As to who should be issued so called Press credentials – I believe that there should be no such credentials.  In government news matters, the room size should govern how many wannabe reporters get in…and if there are more wannabes than room,  entry should be controlled by lottery this can be done ½ in advance and ½ at the time of the meeting.  (in high profile government matters, everybody needs to pass a security check first) Why should big corporate media have any more right to be present to report on government functions than joe six pack? In private “news” matters – like the Oscars, sports and other TV crap – the private venue owner gets to call the shots as to who the “press” is.  I have no problem with that.
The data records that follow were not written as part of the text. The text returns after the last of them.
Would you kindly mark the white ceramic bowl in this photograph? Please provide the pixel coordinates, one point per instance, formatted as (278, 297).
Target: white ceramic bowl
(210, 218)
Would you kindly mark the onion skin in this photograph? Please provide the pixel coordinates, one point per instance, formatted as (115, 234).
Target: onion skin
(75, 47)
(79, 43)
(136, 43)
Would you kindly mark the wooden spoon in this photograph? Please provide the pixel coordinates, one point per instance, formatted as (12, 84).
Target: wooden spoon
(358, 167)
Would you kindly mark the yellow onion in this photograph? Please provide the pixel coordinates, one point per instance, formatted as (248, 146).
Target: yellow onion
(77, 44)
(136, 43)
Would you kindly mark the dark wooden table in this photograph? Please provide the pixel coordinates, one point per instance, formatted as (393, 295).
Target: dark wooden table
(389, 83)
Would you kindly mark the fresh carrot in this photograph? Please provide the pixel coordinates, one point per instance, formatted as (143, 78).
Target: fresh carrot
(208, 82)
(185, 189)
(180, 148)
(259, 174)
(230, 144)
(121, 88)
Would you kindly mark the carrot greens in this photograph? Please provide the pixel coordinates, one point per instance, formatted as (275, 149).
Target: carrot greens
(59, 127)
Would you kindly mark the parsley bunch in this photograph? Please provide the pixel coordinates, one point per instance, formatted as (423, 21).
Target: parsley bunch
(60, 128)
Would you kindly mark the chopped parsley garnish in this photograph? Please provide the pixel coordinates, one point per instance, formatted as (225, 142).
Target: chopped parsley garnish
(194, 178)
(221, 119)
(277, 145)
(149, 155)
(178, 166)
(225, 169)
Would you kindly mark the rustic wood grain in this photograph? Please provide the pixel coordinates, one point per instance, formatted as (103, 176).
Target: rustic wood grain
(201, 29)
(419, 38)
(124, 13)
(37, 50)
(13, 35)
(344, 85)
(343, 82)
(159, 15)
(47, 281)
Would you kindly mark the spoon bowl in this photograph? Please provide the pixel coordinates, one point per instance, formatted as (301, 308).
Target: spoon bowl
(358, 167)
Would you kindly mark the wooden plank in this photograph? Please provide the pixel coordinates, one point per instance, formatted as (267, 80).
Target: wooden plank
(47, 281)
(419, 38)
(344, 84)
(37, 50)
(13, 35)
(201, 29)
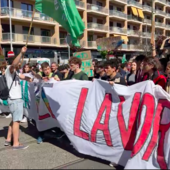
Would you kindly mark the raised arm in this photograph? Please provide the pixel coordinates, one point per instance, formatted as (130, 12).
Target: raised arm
(17, 59)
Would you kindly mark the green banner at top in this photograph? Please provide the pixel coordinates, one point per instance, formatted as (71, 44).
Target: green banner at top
(66, 14)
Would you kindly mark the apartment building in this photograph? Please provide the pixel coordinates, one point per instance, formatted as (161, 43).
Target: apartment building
(130, 19)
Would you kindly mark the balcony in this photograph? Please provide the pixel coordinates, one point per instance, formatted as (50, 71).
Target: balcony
(147, 22)
(147, 8)
(97, 9)
(80, 4)
(134, 33)
(63, 41)
(134, 18)
(134, 47)
(18, 14)
(117, 14)
(33, 39)
(119, 1)
(92, 44)
(97, 27)
(118, 30)
(163, 2)
(159, 12)
(159, 24)
(134, 3)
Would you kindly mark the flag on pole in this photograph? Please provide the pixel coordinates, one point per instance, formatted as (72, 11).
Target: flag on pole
(124, 59)
(66, 14)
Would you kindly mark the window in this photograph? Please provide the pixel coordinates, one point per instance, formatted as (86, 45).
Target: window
(99, 3)
(26, 7)
(45, 32)
(63, 34)
(111, 24)
(90, 38)
(6, 28)
(119, 25)
(5, 3)
(119, 9)
(25, 30)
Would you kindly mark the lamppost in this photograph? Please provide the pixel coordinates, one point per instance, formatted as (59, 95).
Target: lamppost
(10, 24)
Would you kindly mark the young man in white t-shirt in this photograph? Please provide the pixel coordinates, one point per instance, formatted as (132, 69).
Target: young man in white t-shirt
(15, 101)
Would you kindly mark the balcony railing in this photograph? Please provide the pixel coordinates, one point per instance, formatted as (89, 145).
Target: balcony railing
(118, 13)
(147, 21)
(159, 12)
(161, 1)
(92, 44)
(134, 32)
(159, 24)
(63, 41)
(147, 7)
(134, 18)
(124, 1)
(97, 8)
(135, 3)
(19, 13)
(97, 26)
(21, 38)
(80, 3)
(118, 30)
(134, 47)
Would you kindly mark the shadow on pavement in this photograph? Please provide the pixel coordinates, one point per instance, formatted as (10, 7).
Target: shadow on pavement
(62, 143)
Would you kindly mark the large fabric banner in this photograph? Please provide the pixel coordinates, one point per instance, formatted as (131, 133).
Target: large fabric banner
(129, 126)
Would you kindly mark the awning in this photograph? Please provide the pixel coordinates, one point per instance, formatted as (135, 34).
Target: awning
(134, 10)
(140, 12)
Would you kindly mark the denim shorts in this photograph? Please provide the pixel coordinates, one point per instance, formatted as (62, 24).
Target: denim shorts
(16, 108)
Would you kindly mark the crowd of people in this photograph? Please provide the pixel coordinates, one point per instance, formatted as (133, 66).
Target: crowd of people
(140, 69)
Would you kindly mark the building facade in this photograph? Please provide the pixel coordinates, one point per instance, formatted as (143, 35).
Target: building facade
(130, 19)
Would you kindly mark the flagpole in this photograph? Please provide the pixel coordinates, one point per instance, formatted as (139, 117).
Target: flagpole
(29, 32)
(10, 25)
(153, 29)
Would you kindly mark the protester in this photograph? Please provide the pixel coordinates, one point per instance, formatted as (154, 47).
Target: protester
(139, 75)
(15, 101)
(151, 69)
(54, 69)
(94, 67)
(123, 70)
(111, 69)
(75, 66)
(26, 68)
(101, 71)
(46, 73)
(131, 77)
(67, 74)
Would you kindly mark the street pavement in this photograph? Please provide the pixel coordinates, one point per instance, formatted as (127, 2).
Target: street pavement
(52, 154)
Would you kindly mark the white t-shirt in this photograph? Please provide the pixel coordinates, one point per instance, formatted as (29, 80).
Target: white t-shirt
(15, 92)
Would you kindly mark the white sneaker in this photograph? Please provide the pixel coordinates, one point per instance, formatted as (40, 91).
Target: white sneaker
(24, 120)
(9, 116)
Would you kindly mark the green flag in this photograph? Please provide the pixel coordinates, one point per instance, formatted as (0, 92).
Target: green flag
(124, 59)
(66, 14)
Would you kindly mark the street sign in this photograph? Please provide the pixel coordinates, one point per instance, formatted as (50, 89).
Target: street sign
(10, 54)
In Massachusetts the State Police used to issue an official tag-around-the-neck “press pass” – which allowed getting past a yellow police line on the street, etc.  The “reporter” could get a better photo location than the general public.   But a blogger has filed a court challenge to the State’s police preference to issue passes to conventional media over individual bloggers.  So the State Police have postponed issuing any new press passes.   But think about it,  there are blogs like “Talking Points Memo” that get a million hits a day – that’s a lot more readers than the Plain Dealer has.  So why shouldn’t any blogger who is trying to increase circulation get an equal crack at entry?